My #NotAllowedToDie List

First David Bowie. Then Alan Rickman. This week and cancer both suck. Sixty-nine years is not enough, so we all take to Twitter, Facebook, and countless other platforms to lament. This is now familiar territory and not in a good way.

My first memory of this kind of grief was watching my nana's reaction to the death of Jimmy Durante back in 1980. I barely knew who he was, but he had clearly made a lasting impression on her and his passing hurt. Since then, I've had my share of Durante moments - Michael Jackson, Robin Williams, Diana, Freddie Mercury, Whitney Houston, Gilda Radner, Luther Vandross, and John Lennon, to name a few - those special, mind-blowingly talented souls I never met whose loss still felt personal, the grief only compounded if they were unexpectedly young. Whenever one of these icons passes, we all feel robbed of a piece of our youth, fond memories, and future smiles.

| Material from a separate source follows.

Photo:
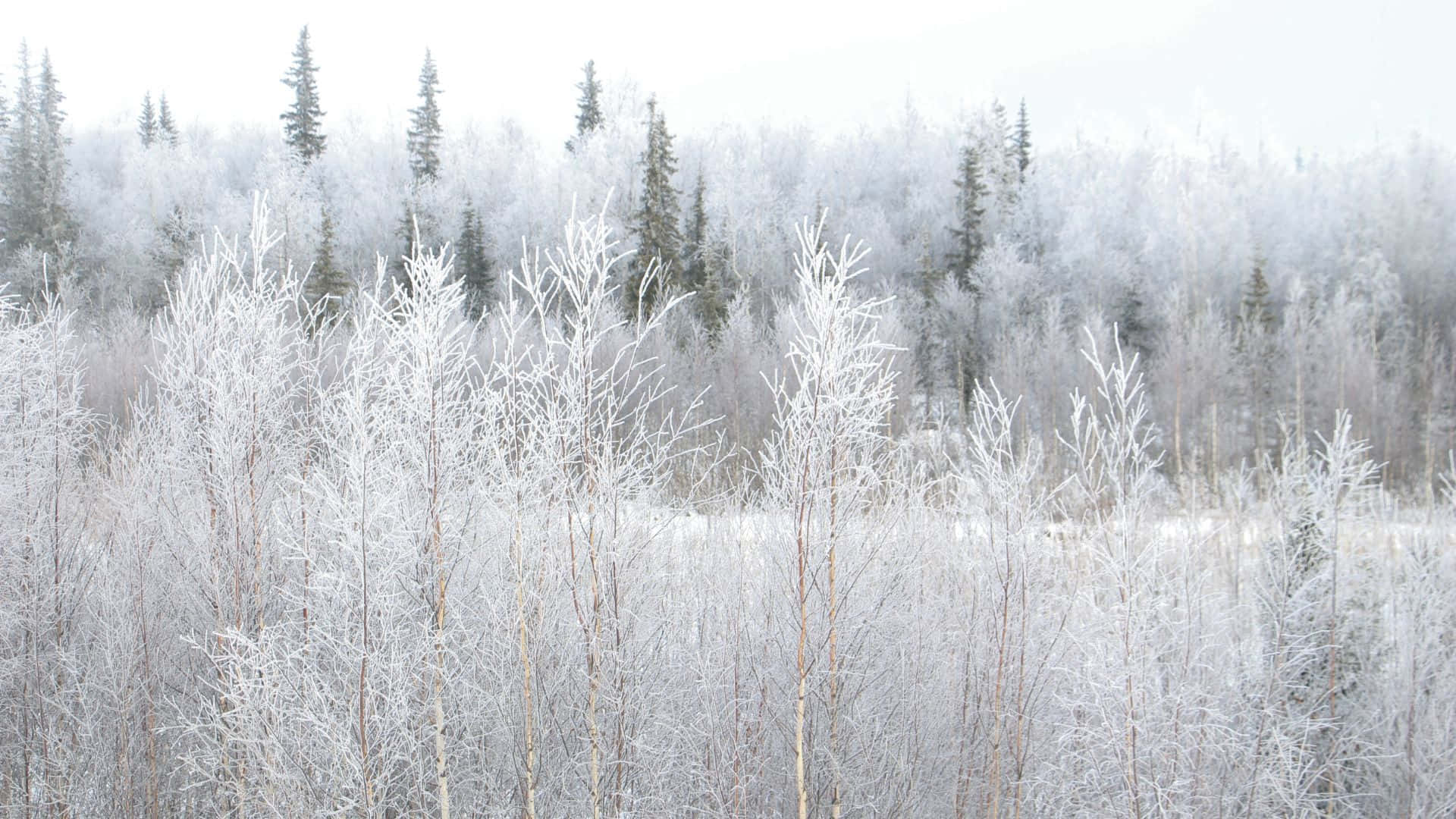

I don't want one more morning of waking to a gut-punch on Twitter followed by frantically googling to see if by some miracle it's just a false alarm, so I've decided to make a not-allowed-to-die list. Because I'm as self-centered as everyone else on this planet (well, maybe not 48-minutes-a-day-taking-selfies level narcissistic, but I'm no slouch either), here's my list (in no particular order) of those I'm requesting to kindly stay alive indefinitely:

  1. Steve Martin
  2. Paul McCartney
  3. Oprah
  4. Bill Gates
  5. Billie Jean King
  6. Bruce Springsteen
  7. President & Mrs. Obama
  8. Tina Fey
  9. Tom Hanks
  10. Stevie Wonder
  11. Steven Spielberg
  12. Steven Tyler
  13. Stephen Colbert
  14. Betty White
  15. Elizabeth Gilbert
  16. Eddie Izzard
  17. Edward Rutherfurd
  18. Barbara Streisand
  19. Jon Stewart
  20. John Goodman
  21. Lisa See
  22. Mick Jagger
  23. Ben Stiller
  24. Pharrell
  25. Helen Mirren
  26. Joe & Dr. Biden
  27. Meryl Streep
  28. Bill Nye
  29. Madonna
  30. Dikembe Mutombo
  31. Ellen DeGeneres
  32. David Sedaris
  33. Pope Francis
  34. Emma Thompson
  35. Sarah Vowell
  36. Monty Python members (thank you, Eric Idle and John Cleese, for coming to Florida about five minutes after I moved here)
  37. Martina Navratilova
  38. Al Jarreau
  39. Cheryl Richardson
  40. Jimmy Carter
  41. Judd Apatow
  42. Rachel Maddow
  43. Tony Horwitz
  44. Amy Poehler
  45. Ken Burns
  46. Pat Ewing
  47. Bill Clinton
  48. Melissa McCarthy
  49. Gloria Steinem
  50. Bill Murray

I realize there's a bit of an age bias built in here, but I decided to include 40-somethings as doing so means that they've already left as much of a mark as their senior mega-talents, and yet, I drew the line at under-40 (I'm talking to you, Beyoncé, Amy Schumer, John Green, Pink, Serena Williams, Kate McKinnon, and Saoirse Ronan) to avoid coming across as even creepier than this probably already seems to some.

To those on the list, I'd be grateful if you could set an alert for my obituary. Once you receive it, you're welcome to pass over to the great wild yonder, but before then, would you mind staying alive?

What? You've never heard of this silly list, and even if you had, wouldn't have time for such nonsense? Well, maybe I should take another approach then.

What if I make it a point to travel a few hundred miles or even catch a flight to see you in concert rather than wait to download your music after the fact? What if I watch your latest TV show to see what you've been up to lately instead of turning to Roku once you've passed? What if I read that book I never got around to now instead of when it hurts to realize that I'll never get another first-time escape into your magical storytelling voice again? What if I make a minor contribution to your wealth instead of to your estate? What if I use my #NotAllowedToDie list to support these gifted individuals here and now?